In the case of Takanori Gomi, that run still ends with a UFC lightweight championship belt around his waist.
“Of course I am looking for a championship,” he said through translator Mizuka Koike. “It would be great if I get a shot in the UFC held in Japan.”
It’s what you want to hear out of “The Fireball Kid,” the revered former PRIDE lightweight champion who appeared to turn the corner in his UFC career in 2012 after a rough beginning in the Octagon. But after back-to-back wins over Eiji Mitsuoka and Mac Danzig, the first by knockout and the second earning Fight of the Night honors, Gomi hit a roadblock with a controversial March 2013 loss to Diego Sanchez.
“It was difficult because Diego didn't make weight and I lost the fight,” said Gomi of the bout. “It was especially difficult because I lost the fight in my hometown, but a decision is a decision. That's what I had to deal with.”
That wasn’t all though, as a right hand fracture suffered in the bout put Gomi on the shelf for over a year. The 35-year-old finally returns this Saturday for a UFC 172 bout against Isaac Vallie-Flagg, but when asked if there were any positives for him to take away from the time off, he doesn’t mince words.
That’s it. No poetic musings about finding himself, getting recharged, and having more determination than ever to get back on track. Just the most honest answer you can get.
“I missed the fight,” he explains. “I trained hard just thinking about the comeback.”
It doesn’t feel like a comeback in the traditional sense. For that, you think of a fighter coming off a definitive loss or a retirement, trying to grab that slice of glory one last time. That’s not Gomi. And while he hasn’t consistently dazzled like he did in PRIDE, two wins in the UFC, plus a close loss in a fight most believed he won, don’t exactly show him as being on the downside of a storied career.
At 35 though, every fight and win is important, and he knows this.
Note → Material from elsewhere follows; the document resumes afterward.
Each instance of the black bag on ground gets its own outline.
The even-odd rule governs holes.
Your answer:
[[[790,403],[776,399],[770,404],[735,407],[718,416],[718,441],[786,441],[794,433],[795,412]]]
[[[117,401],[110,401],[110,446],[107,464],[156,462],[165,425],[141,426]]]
“I consider this fight as my new beginning or a second chapter,” said Gomi, who will be pushed by the aggressive and durable Vallie-Flagg, who is 11-1-1 in his last 13 bouts.
“He looks tough with a strong heart,” said Gomi of his opponent. “I will fight even tougher against him.”
And not just for himself, but for his still loyal fan base, one that will likely tear the roof off the Baltimore Arena when he makes his walk to the Octagon.
“It is very encouraging,” he said of the support he gets after all this time. “I want to fight for the friends and fans that supported me over the years.”
It’s only when he talks of the fans and the fight that Gomi reveals all. Everything else is just window dressing and a part of the job. When it comes down to it, fighting and the people who pay to watch him do it are all that matters, and on Saturday, he finally gets to speak to his fans once again in the way he knows best.
“I want to show everyone a good fight, one that they've been waiting over a year for,” he said. “I'll give everything I have in the Octagon.”